Lo stress termico può essere dato sia da un eccesso che da un’insufficienza di condizioni termica, inoltre, il freddo o il caldo estremo possono essere fatali. Questo è attribuibile alla dipendenza termica delle biomolecole su cui si basa la vita. Stress termici hanno effetti negativi sulla sensibilità e sull’elaborazione delle informazioni da parte dell’essere umano così come sulle capacità psicomotorie. L’impatto maggiore è sulla percezione seguito dalla risposta psicomotoria mentre l’effetto minore è quello sui compiti cognitivi. Effetti negativi per il caldo si manifestano mediamente sopra i 29°C mentre per il freddo sono molto evidenti sotto gli 11°C. L’effetto deleterio del calore sulla percezione è dato da una riduzione dell’accuratezza della risposta e un aumento del tempo medio di risposta.
Per i compiti cognitivi si riduce l’accuratezza della risposta mentre il tempo di risposta rimane quasi invariato. Per quanto riguarda i compiti psicomotori l’effetto è strategico in quando viene ridotta l’accuratezza psicomotoria ma c’è una facilitazione del tempo di risposta. Tuttavia, per dichiarare negativo o positivo questo tipo di effetto bisogna considerare il tipo di attività svolta. Anche per lo stress da freddo ci sono diversi effetti diffusi ma meno evidenti. C’è un notevole decremento sulla velocità cognitiva e sull’accuratezza della percezione, tuttavia, c’è un incremento della velocità per i compiti cognitivi.
Il modello di Hancock e Warm che relaziona la risposta fisiologica, la performance e lo stress termico pone una zona centrale di plateau dove la risposta fisiologia compensa molto bene lo stress termico e le prestazioni rimangono notevolmente stabili. Muovendoci verso gli estremi (caldo o freddo) sono presenti zone di evidente fallimento caratterizzate da un improvviso decremento della performance. È bene notare che il livello di comfort fallisce ad una soglia di stress molto più bassa rispetto a dove può arrivare il fallimento fisiologico vero e proprio.
I rischi maggiori sono dati da ambienti estremamente caldi ed umidi con scarsa ventilazione. L’ipertermia (aumento sostenuto della temperatura corporea centrale) e diverse malattie causate dallo sforzo da calore vengono sempre più riconosciute come un importante problema di salute sul lavoro. Queste situazioni vengono peggiorate anche dalla crisi climatica e dalle frequenti ondate di caldo. Tali condizioni possono essere anche peggiorate da una produzione di calore eccessiva dovuta ad attività intense o da un abbigliamento pesante che aggiunge ulteriore stress termico.
Tutte le linee guida prevedono che la temperatura corporea rimanga sotto i 38°C così da evitare i rischi di malattia. A seconda della normativa applicata le temperature limite possono variare e si classificano diversi livelli di rischio a seconda del range di temperatura.
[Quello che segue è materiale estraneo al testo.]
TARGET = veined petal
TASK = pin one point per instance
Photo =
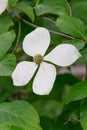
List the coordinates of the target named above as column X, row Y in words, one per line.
column 44, row 79
column 36, row 42
column 23, row 73
column 3, row 5
column 63, row 55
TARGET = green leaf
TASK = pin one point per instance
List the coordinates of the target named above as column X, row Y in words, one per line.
column 57, row 7
column 12, row 3
column 80, row 5
column 5, row 23
column 77, row 43
column 28, row 10
column 18, row 114
column 6, row 40
column 7, row 65
column 77, row 92
column 83, row 115
column 49, row 108
column 49, row 24
column 83, row 59
column 72, row 26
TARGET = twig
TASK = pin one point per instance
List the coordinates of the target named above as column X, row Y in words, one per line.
column 18, row 38
column 70, row 11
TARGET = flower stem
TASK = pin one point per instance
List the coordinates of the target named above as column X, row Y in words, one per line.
column 18, row 38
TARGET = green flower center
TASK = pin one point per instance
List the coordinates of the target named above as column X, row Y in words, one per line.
column 38, row 59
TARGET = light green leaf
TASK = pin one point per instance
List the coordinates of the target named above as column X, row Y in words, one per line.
column 72, row 26
column 50, row 108
column 80, row 5
column 83, row 115
column 77, row 43
column 5, row 23
column 58, row 7
column 18, row 114
column 28, row 10
column 6, row 40
column 7, row 65
column 12, row 3
column 77, row 92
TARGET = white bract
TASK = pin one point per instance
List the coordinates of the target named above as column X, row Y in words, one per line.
column 3, row 5
column 35, row 44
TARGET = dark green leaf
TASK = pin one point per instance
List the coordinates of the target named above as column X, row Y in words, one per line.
column 58, row 7
column 6, row 40
column 18, row 114
column 77, row 92
column 72, row 26
column 7, row 65
column 5, row 23
column 83, row 115
column 80, row 5
column 28, row 10
column 77, row 43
Questo, tuttavia, presenta dei limiti in quanto non vengono prese in considerazione l’umidità e la ventilazione e sottostima lo stress dovuto ad una attiva dissipazione termica o da un’eccessiva produzione di calore metabolico.
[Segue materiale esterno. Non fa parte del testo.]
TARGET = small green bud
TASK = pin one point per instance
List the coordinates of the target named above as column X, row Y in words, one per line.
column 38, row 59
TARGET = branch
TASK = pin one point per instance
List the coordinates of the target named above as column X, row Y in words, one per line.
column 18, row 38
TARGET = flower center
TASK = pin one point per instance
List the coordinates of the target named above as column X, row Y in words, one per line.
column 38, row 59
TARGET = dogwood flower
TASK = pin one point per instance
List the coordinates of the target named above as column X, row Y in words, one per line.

L’uomo, inoltre, risponde fortemente con una regolazione della temperatura per contrastare la perdita di calore in ambienti freddi. Oltre alla risposta fisiologia iniziale volta a ridurre la dissipazione periferica di calore con un’esposizione prolungata il corpo tenta di prevenire ulteriori perdite di calore con i brividi, contrazioni muscolari che convertono l’energia metabolica in energia termica. Questo induce un maggior consumo di energie che può ridurre la tolleranza al lavoro o indurre forti disagi cognitivi riducendo anche le abilità manuali e la coordinazione motoria.